A cheaper Sunsama alternative that drafts your day
Sunsama walks you through planning each day by hand. If you'd rather have the plan drafted for you, and pay a lot less, that's where ClaroCal comes in.
Why people look for a Sunsama alternative
Sunsama has a real following, and for good reason. It’s a calm, deliberate daily planner that pulls tasks from your other tools and walks you through choosing what to do today. People who stick with it tend to love the ritual.
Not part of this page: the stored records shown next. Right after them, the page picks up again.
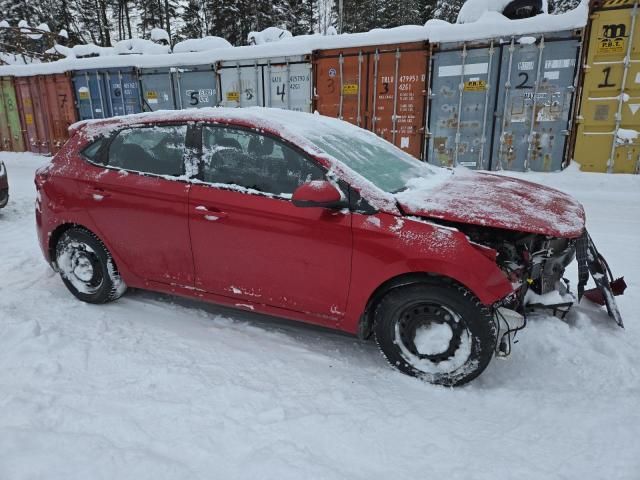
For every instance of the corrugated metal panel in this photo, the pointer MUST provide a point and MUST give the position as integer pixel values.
(283, 82)
(157, 89)
(57, 99)
(195, 86)
(90, 93)
(241, 84)
(288, 84)
(535, 100)
(464, 82)
(381, 88)
(31, 114)
(12, 135)
(610, 100)
(122, 91)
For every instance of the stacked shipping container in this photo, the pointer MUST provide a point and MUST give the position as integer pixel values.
(607, 135)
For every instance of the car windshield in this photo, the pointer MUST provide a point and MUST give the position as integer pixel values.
(377, 160)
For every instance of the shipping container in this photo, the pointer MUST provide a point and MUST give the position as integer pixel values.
(91, 96)
(607, 134)
(380, 88)
(535, 100)
(32, 114)
(281, 82)
(10, 127)
(195, 86)
(464, 80)
(158, 89)
(122, 91)
(59, 109)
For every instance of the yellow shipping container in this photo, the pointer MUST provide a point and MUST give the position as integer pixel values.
(608, 135)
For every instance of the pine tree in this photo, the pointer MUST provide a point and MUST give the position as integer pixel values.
(194, 23)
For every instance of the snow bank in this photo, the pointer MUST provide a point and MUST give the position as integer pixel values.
(492, 24)
(140, 46)
(200, 44)
(268, 35)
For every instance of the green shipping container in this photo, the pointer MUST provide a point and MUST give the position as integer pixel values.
(11, 138)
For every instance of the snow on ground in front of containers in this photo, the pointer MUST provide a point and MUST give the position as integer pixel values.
(490, 25)
(156, 387)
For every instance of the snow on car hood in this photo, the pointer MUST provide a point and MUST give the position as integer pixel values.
(496, 201)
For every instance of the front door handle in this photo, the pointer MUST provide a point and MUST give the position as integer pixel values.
(211, 214)
(98, 194)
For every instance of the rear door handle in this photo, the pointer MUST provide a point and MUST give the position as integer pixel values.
(211, 214)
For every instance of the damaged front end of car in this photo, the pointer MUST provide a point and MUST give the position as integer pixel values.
(535, 265)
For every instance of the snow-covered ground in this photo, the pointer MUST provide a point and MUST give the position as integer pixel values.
(154, 387)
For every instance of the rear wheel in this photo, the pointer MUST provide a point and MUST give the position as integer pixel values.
(436, 331)
(87, 268)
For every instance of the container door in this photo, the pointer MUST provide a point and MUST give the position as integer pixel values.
(15, 141)
(196, 87)
(288, 86)
(341, 85)
(5, 135)
(463, 95)
(241, 85)
(31, 109)
(122, 92)
(90, 95)
(157, 90)
(397, 79)
(607, 134)
(535, 97)
(59, 110)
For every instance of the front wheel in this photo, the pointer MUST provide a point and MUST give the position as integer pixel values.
(87, 268)
(436, 331)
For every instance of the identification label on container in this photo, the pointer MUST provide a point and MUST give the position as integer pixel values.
(475, 86)
(613, 45)
(152, 96)
(350, 89)
(469, 69)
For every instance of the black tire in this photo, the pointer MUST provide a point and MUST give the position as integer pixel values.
(456, 334)
(87, 268)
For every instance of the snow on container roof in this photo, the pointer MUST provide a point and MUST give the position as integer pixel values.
(201, 44)
(492, 24)
(472, 10)
(489, 25)
(288, 47)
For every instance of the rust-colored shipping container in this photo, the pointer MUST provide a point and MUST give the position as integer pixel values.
(46, 109)
(381, 88)
(32, 114)
(57, 97)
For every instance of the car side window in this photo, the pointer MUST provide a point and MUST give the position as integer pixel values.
(157, 150)
(258, 162)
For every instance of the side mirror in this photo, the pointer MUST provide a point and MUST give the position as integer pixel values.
(318, 193)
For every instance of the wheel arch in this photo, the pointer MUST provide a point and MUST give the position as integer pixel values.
(365, 326)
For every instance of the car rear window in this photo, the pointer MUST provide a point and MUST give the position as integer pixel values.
(158, 150)
(93, 150)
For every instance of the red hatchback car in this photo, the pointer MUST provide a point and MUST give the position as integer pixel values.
(312, 219)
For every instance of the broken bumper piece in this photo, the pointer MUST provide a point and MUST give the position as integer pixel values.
(590, 261)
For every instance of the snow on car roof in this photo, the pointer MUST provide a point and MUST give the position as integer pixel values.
(489, 25)
(307, 131)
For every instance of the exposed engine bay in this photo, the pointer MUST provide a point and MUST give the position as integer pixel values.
(535, 265)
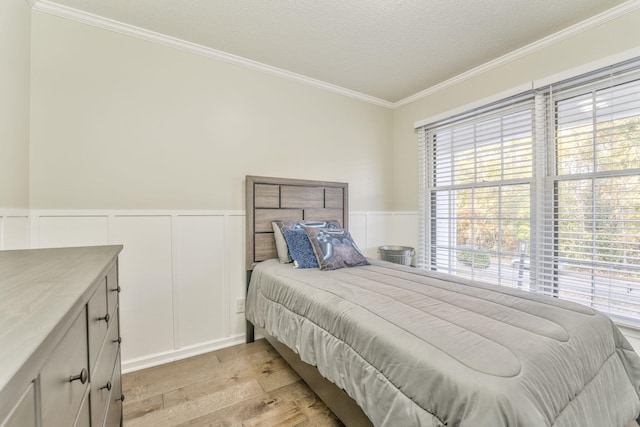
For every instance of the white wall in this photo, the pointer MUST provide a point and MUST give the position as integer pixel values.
(15, 29)
(581, 48)
(123, 123)
(181, 272)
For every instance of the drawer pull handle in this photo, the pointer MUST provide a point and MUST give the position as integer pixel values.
(82, 376)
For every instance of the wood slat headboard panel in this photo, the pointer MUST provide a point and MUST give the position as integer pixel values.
(270, 199)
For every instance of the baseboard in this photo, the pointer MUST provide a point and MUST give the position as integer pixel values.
(183, 353)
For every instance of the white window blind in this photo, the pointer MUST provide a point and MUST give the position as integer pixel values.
(591, 250)
(476, 185)
(541, 192)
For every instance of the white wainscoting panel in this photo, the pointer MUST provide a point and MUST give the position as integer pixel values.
(199, 279)
(236, 270)
(59, 231)
(182, 272)
(147, 297)
(14, 230)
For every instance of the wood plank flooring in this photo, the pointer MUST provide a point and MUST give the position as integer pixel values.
(245, 385)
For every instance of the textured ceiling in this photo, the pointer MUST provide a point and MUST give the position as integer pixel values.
(386, 49)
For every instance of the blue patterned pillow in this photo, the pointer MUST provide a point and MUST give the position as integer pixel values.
(279, 227)
(335, 248)
(300, 249)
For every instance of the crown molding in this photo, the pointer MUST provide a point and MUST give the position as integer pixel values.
(152, 36)
(565, 34)
(52, 8)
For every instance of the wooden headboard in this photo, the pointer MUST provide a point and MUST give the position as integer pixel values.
(270, 199)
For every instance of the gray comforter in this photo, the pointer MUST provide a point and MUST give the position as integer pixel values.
(415, 349)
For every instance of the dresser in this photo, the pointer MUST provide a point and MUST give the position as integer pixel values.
(60, 337)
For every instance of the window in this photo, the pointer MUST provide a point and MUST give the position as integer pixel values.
(541, 192)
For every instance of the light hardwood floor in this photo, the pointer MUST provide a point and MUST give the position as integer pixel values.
(244, 385)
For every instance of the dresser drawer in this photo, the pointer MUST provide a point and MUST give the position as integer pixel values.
(114, 413)
(83, 419)
(98, 322)
(23, 413)
(63, 377)
(102, 377)
(113, 289)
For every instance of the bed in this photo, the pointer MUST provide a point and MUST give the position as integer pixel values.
(391, 345)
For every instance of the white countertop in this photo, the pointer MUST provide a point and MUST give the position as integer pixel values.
(41, 293)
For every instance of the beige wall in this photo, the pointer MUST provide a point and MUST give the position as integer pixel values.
(122, 123)
(14, 103)
(606, 40)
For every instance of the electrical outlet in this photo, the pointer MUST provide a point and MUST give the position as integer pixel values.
(240, 305)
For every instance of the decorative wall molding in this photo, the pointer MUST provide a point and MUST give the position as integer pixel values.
(565, 34)
(152, 36)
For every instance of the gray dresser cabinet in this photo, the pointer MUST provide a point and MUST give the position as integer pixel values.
(60, 338)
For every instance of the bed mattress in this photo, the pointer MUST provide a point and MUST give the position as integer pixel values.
(413, 348)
The two things that send people shopping are the price and the manual effort. At $25 a month (or about $17 a month billed yearly), it’s one of the pricier planners out there, and there’s no free plan, only a 14-day trial. And the planning is by hand: Sunsama gives you a thoughtful process, but you still drag every task into the day yourself.
If you don’t want to run a planning ceremony every morning, that’s the gap.
What Sunsama is genuinely good at
The intentionality is the whole point, and it works. Sunsama makes you confront how much you’re actually committing to in a day, which is a real fix for over-scheduling. It pulls tasks from Todoist, Asana, Trello, Gmail, and more into one place, and the daily and weekly review flows are well designed.
If the act of planning by hand is what keeps you honest, Sunsama earns its price and ClaroCal won’t replace that feeling. Some people genuinely want the manual ritual.
Where ClaroCal is different
ClaroCal takes the opposite approach to the same goal. Instead of walking you through planning, it drafts the day for you: connect Google Calendar, add your tasks, and ClaroCal places them around the meetings you already have. You can adjust it, but you don’t start from a blank canvas every morning.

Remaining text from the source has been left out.